Une prouesse rendue possible par la numérisation des process. « Il y a 3 dimensions technologiques : une plateforme web, des applications mobiles et des machines connectées », explique Pierre de Chanville. Grâce à la mise à disposition d’une plateforme Saas, l’ensemble des données nécessaires à l’enclenchement de la production est partagé entre les quatre acteurs principaux : la marque cliente, un logisticien et l’atelier partenaire en charge de la production et le fabricant de matières. Agilité et flexibilité sont les maitres mots du concept porté par Tekyn, qui, en plus de faire entrer la technologie dans l’industrie du vêtement – en retard sur sa transformation –, permet à la startup de promouvoir un système vertueux répondant à divers enjeux du Coq Bleu.

Les métiers et les enjeux de l’industrie au cœur de la Fashion Tech

Avec la jeune entreprise, il est question de compétitivité, de circuit court et d’écologie, le tout sur fond de transformation numérique. Tout d’abord, en envoyant ses kits de tissus prêts à monter en France et en Europe, Tekyn ferme la porte à deux problématiques qui animent le monde industriel aujourd’hui : la délocalisation et l’empreinte environnementale des cycles de production et de distribution. « Dans leur modèle de production classique, les marques font souvent face à un surstock qui s’avère difficilement écoulable. Ces dernières vont alors essayer de s’en défaire à tout prix ». Jusqu’à la destruction des invendus. Une issue peu stratégique pour les annonceurs comme pour la planète, qui trouvent en la production fractionnée de pièces à la demande une solution pragmatique.

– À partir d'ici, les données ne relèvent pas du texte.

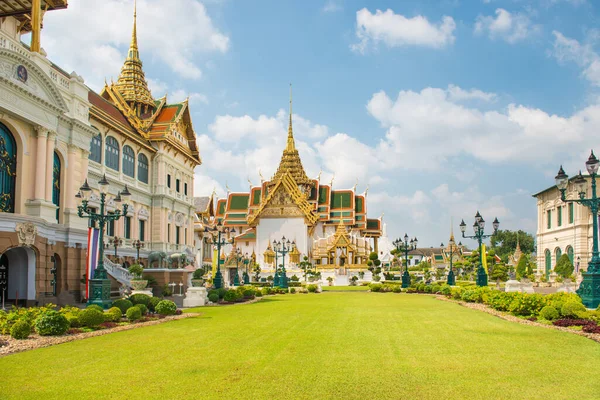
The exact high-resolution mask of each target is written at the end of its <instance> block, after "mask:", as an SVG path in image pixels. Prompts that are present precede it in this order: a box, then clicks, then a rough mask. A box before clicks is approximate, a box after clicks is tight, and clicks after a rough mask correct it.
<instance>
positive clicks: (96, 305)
mask: <svg viewBox="0 0 600 400" xmlns="http://www.w3.org/2000/svg"><path fill="white" fill-rule="evenodd" d="M85 308H93V309H94V310H98V311H102V312H104V309H103V308H102V307H100V306H99V305H98V304H88V305H87V306H86V307H85Z"/></svg>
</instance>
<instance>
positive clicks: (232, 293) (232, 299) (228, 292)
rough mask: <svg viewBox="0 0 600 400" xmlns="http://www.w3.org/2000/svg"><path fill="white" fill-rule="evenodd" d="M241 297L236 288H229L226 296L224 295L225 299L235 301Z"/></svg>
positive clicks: (230, 300)
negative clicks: (224, 295)
mask: <svg viewBox="0 0 600 400" xmlns="http://www.w3.org/2000/svg"><path fill="white" fill-rule="evenodd" d="M240 298H241V296H240V295H239V294H238V293H237V292H236V291H235V290H228V291H227V292H226V293H225V297H223V300H225V301H227V302H230V303H233V302H234V301H236V300H239V299H240Z"/></svg>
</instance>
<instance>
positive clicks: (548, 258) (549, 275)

Et pour Tekyn, dont les cibles principales sont les marques, il s’agit également d’un début de solution pour la prise de conscience des industriels, par ricochet. « L’industrie textile a, certes, un certain retard, mais a été extrêmement secouée dernièrement ». La crise sanitaire, les changements de comportements des consommateurs portés par leur conscience écologique et sociétale en sont les premiers moteurs. « Aujourd’hui, l’industrie textile sait qu’elle doit bouger. Et comme les marques sont prescriptrices sur la chaine de valeur, ce sont elles qui vont enclencher les premiers changements. ». D’une pierre, deux coups. En baignant et dans la supply chain, et dans les enjeux de l’industrie et de la tech, Tekyn joue de l’hybridité pour faire avancer les choses sans pour autant se coller d’étiquette. « On n’a jamais cherché à se classifier parce que notre mission est extrêmement claire et que tous les moyens sont bons. Notre particularité, c’est d’avoir un nombre de jeux d’orgue qui implique notamment une multiplicité de métiers : on a des ingénieurs process, des opérateurs, des développeurs web, des automaticiens… On sait tous ce qu’est la logistique et la supply chain. Chez Tekyn, tout est complémentaire. », conclue Pierre de Chanville.

La société a récemment installé à Saint-Denis un centre robotisé où une dizaine de lignes de production découpent et préparent les kits de tissu et, soutenue entre autres par la région Hauts-de-France et Bpifrance, elle vient de lever 5,5 millions d’euros pour continuer son ascension.